20 Atombomben in Büchel gelagert

Die Atombomben in Deutschland sind derzeit ein Thema für die große Koalition, weil die Bundeswehr bald neue Flugzeuge bräuchte, die im Kriegsfall die US-Bomben transportieren und abwerfen würden.

Auf dem Luftwaffen-Stützpunkt im rheinland-pfälzischen Büchel lagern etwa 20 Atombomben vom Typ B-61, jede mit der drei- bis vierfachen Sprengkraft der Hiroshima-Atombombe; die genaue Zahl ist nicht bekannt, offiziell wird nicht einmal die Existenz des Nuklear-Depots bestätigt.

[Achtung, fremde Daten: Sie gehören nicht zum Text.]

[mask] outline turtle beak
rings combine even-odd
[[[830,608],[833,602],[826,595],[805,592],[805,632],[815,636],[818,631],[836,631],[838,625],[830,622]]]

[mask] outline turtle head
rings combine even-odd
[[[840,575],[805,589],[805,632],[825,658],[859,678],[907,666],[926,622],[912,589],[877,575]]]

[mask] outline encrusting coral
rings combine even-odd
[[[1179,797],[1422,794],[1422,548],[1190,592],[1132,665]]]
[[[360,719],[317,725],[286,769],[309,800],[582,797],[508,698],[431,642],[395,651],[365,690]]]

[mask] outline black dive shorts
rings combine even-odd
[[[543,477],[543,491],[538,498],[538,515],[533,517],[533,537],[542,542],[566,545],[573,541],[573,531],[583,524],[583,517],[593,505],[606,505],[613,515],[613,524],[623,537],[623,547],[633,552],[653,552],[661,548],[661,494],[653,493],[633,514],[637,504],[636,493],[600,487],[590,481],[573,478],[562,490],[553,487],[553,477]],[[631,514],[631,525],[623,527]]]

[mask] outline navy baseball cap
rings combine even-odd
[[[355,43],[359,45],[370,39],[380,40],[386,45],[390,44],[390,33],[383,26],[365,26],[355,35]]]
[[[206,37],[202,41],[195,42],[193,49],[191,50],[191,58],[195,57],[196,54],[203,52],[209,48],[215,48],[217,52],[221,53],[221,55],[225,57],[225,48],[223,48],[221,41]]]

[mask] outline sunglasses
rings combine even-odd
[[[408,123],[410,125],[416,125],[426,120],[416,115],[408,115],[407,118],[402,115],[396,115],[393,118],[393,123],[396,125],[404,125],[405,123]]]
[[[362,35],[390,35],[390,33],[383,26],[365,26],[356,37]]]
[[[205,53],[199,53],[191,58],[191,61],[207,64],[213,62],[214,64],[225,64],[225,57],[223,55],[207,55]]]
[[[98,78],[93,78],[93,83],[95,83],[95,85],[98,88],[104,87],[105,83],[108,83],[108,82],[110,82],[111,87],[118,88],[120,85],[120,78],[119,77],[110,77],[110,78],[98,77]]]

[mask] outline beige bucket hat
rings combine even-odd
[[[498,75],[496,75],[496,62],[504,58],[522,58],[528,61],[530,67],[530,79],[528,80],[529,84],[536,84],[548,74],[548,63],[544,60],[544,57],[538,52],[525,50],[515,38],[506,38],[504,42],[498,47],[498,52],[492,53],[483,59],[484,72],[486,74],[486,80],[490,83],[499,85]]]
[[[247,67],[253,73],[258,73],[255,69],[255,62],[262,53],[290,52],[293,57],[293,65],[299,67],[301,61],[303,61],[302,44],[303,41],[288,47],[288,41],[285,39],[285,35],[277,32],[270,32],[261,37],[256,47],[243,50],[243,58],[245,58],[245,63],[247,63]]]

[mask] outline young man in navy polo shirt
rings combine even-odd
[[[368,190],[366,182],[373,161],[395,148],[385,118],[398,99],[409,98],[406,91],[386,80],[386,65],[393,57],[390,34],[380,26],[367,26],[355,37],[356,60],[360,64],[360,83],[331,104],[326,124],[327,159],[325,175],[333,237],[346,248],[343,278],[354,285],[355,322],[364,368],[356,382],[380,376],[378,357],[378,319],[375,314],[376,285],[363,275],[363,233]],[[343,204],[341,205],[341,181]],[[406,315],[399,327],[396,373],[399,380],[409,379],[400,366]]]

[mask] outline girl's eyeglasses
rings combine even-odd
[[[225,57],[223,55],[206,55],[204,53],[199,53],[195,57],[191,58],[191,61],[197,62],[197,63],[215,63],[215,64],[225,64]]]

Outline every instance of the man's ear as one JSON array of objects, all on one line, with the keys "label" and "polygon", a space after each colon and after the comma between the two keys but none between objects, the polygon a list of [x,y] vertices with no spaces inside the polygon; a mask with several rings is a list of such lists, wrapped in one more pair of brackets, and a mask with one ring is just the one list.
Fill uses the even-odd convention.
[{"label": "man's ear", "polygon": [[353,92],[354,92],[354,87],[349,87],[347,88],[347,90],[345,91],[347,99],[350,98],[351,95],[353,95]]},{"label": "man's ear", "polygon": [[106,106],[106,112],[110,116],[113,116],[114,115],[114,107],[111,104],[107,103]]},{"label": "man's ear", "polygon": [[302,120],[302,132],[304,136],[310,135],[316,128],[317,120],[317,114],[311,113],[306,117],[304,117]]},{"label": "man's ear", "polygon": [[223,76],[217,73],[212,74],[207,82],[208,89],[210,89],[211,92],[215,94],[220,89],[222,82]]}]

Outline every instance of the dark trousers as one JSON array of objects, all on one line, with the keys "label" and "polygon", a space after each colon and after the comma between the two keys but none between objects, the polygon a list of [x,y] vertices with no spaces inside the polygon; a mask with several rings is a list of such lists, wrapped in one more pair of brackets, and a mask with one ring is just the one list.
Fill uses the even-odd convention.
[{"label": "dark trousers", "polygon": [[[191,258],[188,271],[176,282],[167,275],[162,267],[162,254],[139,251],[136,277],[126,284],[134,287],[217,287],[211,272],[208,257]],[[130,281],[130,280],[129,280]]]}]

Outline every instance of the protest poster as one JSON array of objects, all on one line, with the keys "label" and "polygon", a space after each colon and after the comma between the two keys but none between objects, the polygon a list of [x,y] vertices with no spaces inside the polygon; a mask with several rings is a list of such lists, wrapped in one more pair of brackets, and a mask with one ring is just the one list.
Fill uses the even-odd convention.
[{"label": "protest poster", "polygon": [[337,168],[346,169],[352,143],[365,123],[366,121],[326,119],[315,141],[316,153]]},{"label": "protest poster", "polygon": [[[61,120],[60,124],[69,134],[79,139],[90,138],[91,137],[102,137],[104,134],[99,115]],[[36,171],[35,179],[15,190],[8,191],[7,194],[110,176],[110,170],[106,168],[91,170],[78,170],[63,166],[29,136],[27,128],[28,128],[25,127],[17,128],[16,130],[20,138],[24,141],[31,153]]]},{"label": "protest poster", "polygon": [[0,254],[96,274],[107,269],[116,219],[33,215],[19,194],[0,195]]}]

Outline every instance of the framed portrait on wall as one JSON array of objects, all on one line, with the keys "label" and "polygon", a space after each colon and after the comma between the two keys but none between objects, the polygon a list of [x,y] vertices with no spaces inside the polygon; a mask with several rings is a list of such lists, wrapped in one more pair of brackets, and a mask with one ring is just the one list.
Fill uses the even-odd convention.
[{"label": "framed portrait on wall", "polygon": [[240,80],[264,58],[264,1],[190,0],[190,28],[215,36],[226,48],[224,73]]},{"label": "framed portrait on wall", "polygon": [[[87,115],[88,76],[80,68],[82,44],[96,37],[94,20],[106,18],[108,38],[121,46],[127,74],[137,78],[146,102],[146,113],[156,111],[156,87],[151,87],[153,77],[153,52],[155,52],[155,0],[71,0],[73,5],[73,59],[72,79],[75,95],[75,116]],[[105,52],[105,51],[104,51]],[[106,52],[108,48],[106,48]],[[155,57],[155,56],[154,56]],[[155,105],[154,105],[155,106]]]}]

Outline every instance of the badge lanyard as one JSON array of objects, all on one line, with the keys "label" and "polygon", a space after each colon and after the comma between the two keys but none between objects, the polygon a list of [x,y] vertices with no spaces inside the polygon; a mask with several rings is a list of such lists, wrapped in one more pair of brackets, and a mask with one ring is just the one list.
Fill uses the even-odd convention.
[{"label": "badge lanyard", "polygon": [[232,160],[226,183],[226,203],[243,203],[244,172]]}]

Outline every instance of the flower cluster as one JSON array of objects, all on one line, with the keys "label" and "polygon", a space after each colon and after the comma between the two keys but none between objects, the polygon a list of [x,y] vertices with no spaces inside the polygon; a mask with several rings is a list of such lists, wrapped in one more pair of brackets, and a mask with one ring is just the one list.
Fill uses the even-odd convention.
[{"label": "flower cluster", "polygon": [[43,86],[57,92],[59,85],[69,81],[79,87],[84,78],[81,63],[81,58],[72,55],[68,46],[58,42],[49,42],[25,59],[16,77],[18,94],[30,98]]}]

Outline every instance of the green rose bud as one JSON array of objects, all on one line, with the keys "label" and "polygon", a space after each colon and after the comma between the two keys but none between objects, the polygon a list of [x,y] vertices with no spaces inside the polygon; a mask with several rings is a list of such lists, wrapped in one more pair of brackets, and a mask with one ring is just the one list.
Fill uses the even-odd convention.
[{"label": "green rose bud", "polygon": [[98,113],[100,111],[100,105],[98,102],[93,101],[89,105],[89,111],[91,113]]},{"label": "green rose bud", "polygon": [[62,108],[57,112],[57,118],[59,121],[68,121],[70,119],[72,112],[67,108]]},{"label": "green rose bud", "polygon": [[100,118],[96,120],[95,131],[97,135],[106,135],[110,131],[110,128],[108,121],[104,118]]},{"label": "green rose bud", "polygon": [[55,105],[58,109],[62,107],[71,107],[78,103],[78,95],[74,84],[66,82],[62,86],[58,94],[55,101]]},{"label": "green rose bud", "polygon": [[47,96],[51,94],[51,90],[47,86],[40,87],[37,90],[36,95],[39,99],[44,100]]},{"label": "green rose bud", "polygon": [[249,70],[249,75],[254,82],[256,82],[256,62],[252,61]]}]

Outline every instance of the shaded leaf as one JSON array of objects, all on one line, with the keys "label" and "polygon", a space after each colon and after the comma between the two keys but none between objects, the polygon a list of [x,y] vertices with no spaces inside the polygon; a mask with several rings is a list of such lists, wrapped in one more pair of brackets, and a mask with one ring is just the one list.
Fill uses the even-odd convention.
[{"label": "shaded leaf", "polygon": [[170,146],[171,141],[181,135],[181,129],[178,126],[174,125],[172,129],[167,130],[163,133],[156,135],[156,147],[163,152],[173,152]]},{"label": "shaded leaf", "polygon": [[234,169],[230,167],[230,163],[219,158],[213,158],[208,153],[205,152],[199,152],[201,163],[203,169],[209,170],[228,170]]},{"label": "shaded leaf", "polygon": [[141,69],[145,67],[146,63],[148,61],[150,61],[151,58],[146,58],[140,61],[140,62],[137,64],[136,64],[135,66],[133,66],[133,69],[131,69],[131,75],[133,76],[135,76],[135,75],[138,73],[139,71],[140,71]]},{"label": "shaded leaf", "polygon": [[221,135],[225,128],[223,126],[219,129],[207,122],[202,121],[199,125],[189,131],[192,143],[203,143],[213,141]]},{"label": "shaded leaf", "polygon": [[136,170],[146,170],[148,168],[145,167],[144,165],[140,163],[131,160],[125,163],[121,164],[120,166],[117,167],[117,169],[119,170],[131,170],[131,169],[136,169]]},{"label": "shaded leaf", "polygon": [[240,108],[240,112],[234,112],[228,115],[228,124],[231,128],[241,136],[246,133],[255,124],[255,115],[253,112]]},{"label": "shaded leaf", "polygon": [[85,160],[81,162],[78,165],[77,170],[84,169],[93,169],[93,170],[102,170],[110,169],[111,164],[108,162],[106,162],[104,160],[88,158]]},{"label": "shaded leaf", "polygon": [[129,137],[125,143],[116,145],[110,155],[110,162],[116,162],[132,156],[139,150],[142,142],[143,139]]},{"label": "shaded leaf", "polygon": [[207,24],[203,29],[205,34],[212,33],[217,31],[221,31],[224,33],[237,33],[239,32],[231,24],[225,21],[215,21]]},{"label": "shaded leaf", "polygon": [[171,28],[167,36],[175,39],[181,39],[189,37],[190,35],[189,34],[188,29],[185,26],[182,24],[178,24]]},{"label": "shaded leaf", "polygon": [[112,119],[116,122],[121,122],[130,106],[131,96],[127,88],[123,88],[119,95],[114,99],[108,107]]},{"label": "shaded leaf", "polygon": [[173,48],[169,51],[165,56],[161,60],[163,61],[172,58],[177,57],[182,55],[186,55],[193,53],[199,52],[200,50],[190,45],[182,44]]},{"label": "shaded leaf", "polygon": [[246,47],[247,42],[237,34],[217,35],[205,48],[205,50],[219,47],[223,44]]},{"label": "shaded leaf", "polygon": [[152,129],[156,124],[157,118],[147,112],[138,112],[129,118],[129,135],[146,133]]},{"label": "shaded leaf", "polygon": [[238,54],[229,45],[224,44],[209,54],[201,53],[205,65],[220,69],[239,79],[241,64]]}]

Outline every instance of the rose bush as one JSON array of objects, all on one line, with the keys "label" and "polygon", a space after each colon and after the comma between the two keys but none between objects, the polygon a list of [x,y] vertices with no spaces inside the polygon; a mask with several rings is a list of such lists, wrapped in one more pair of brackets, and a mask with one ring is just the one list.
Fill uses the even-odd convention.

Bundeswehr braucht ein neues Kampfflugzeug

Neben Deutschland haben auch die Niederlande, Belgien, Italien und die Türkei amerikanische Atom-Waffen deponiert. Sie gehören zur „nuklearen Teilhabe“, mit der Nicht-Atommächte in der Nato in die Einsatzplanung und den Einsatz dieser Waffen einbezogen werden. Die Kontrolle haben die US-Streitkräfte, die Bomben würden aber von deutschen Tornado-Jets ins Zielgebiet getragen.

Weil die Tornados ab 2025 ausgemustert werden müssen, braucht die Bundeswehr ein neues Kampfflugzeug, das auch für Atombomben geeignet und von den USA entsprechend zertifiziert ist. Das Verteidigungsministerium prüft dazu die Anschaffung von amerikanischen Kampfjets F-18 oder von Eurofighter-Flugzeugen.

Doch die SPD in der Koalition bremst, will die Entscheidung vor allem wegen der neuen Atomraketen-Krise vertagen. Die Bestellung eines neuen atomwaffenfähigen Flugzeugs gerade jetzt sei ein falsches Signal, meint SPD-Fraktionsvize Rolf Mützenich.

Stoltenberg: „Ziel ist eine Welt ohne nukleare Waffen“

Teile der SPD drängen seit Jahren auf den Abzug der US-Atomwaffen, Kanzlerkandidat Martin Schulz war mit dieser Forderung in den Bundestagswahlkampf 2017 gezogen und hat sie kürzlich wegen der amerikanischen Kündigung des INF-Abrüstungsvertrags erneuert.

Doch Nato-Chef Stoltenberg mahnt gegenüber unserer Redaktion: „Das Ziel der Nato ist eine Welt ohne nukleare Waffen. Aber die Welt wird nicht sicherer, wenn wir auf nukleare Waffen verzichten, während Russland, China und andere ihre Atomwaffenarsenale behalten oder sogar vergrößern.“

Stationierung in Deutschland umstritten

Das Konzept der „nuklearen Teilhabe“ ist aus Nato-Sicht Teil der Abschreckungsstrategie. Demonstriert werden soll, dass die USA bereit sind, mit ihren Nuklearwaffen die europäischen Bündnispartner ohne Atomwaffen zu schützen. Die teilnehmenden Staaten beraten und entscheiden in den Nato-Gremien mit über die Atomwaffen-Planung und schaffen die technischen Voraussetzungen für einen Einsatz.

In Deutschland war die Stationierung immer wieder umstritten, auch wenn sie der Bundesregierung Einfluss in einem hochsensiblen Bereich verschafft. So hatten sich die damaligen Außenminister Frank-Walter Steinmeier (SPD) und Guido Westerwelle (FDP) zeitweise für den Abzug der US-Atombomben aus Deutschland eingesetzt.